I’m so glad I’m relatively unbound in my life so I can do nothing but read or research for hours on end. I have no idea what I’d do with myself if I actually had a job to get in the way of my desire to compulsively Google anything and everything. But with freedom comes much responsibility, I suppose. I have to rein in my urge to one-click order books online and live at Borders since I don’t have much money flowing into my account. But I’m currently pondering the efficacy of using the stock market (and my not-yet gained ability to make money from it) to give me the financial fuel to accomplish my life goal of being a constant student. And my breadth of knowledge in many different areas would lend itself well to trying my hand at being a freelance writer, too.

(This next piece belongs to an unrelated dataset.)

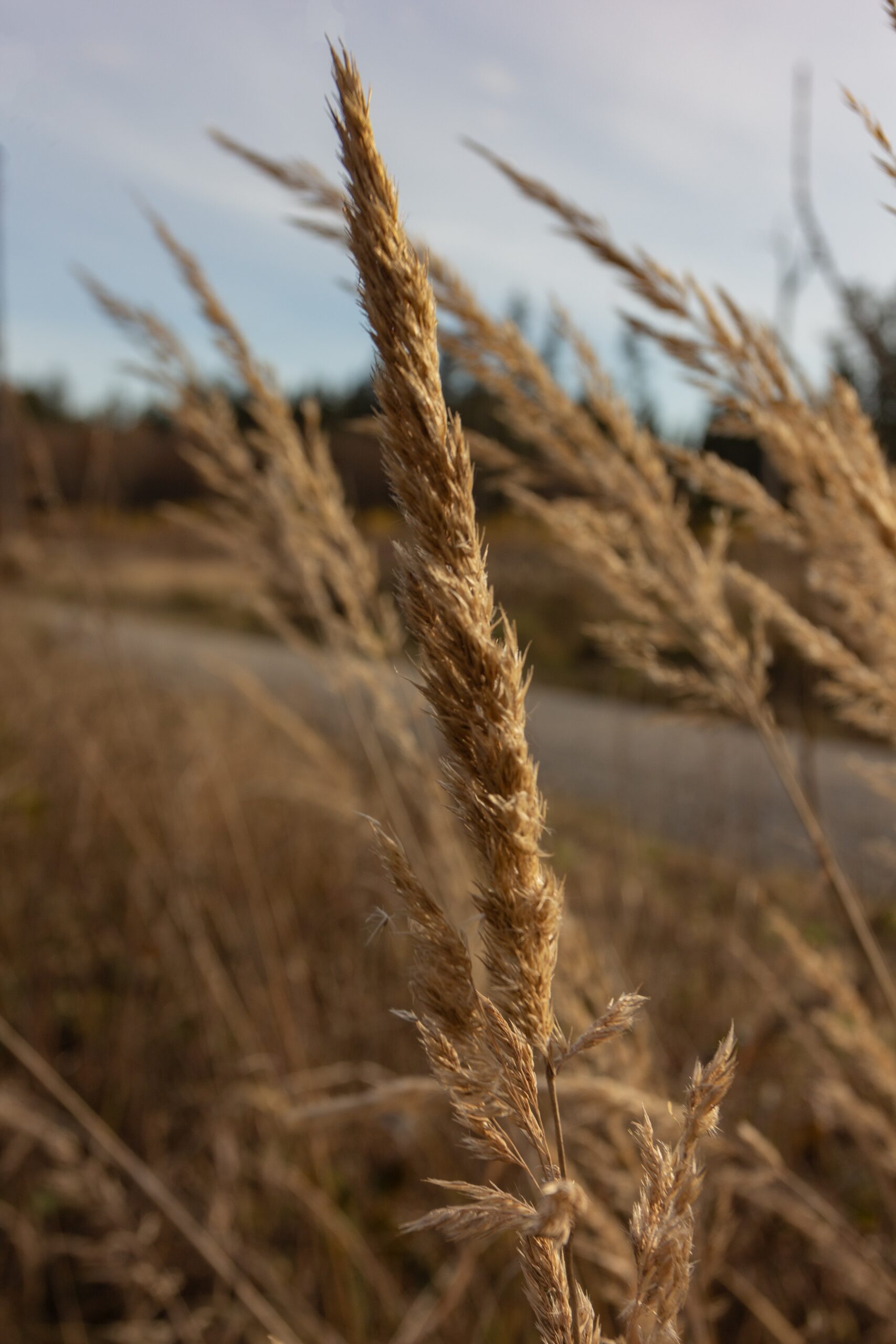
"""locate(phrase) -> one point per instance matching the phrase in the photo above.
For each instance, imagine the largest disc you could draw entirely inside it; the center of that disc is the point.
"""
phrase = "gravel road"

The secret to lifelong wealth could possibly be held in any one of my many interests, so I like to use that to rationalize my insatiable hunger for an ever-growing collection of books and browsing tabs. I wonder if there’s a market for a “gister”, that is, someone who can give you the gist of something real quick like. I’d have no problem whoring my brain out in that manner.

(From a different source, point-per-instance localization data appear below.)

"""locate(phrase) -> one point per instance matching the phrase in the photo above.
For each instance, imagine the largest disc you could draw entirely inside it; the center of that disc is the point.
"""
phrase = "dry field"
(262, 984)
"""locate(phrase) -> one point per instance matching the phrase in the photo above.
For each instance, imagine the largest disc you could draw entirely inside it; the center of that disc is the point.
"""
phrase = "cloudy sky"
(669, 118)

So if anybody wants anything neatly encased in a nutshell for them, don’t hesitate to come a-callin’. I could really use the cash.
2 Comments

I'm cool and I write things that are awesome! and i like to use the word awesome!
See but Lucy’s trick was to stuff the candies in her hat… Get yourself a Lincoln-esque stovepipe and keep your books up there so you’ll never be far from learning. That and the added pressure on your neck will make you think twice about clicking on “users who bought this also bought:”
So… what are your prices? Are we talking iTunes prices here, a dollar a gist? Or will it be more of a monthly service? Unlimited gisting for a small monthly or a larger one-time fee? I could do with a good gister in my life.
I admire your quest for knowlege and wish I too could pursue my numerous interests, but I’m one of those unfortunant people who do work a full time job and can barely keep up. I keep ordering books off Amazon and never getting around to reading them. It’s maddeningly frustrating!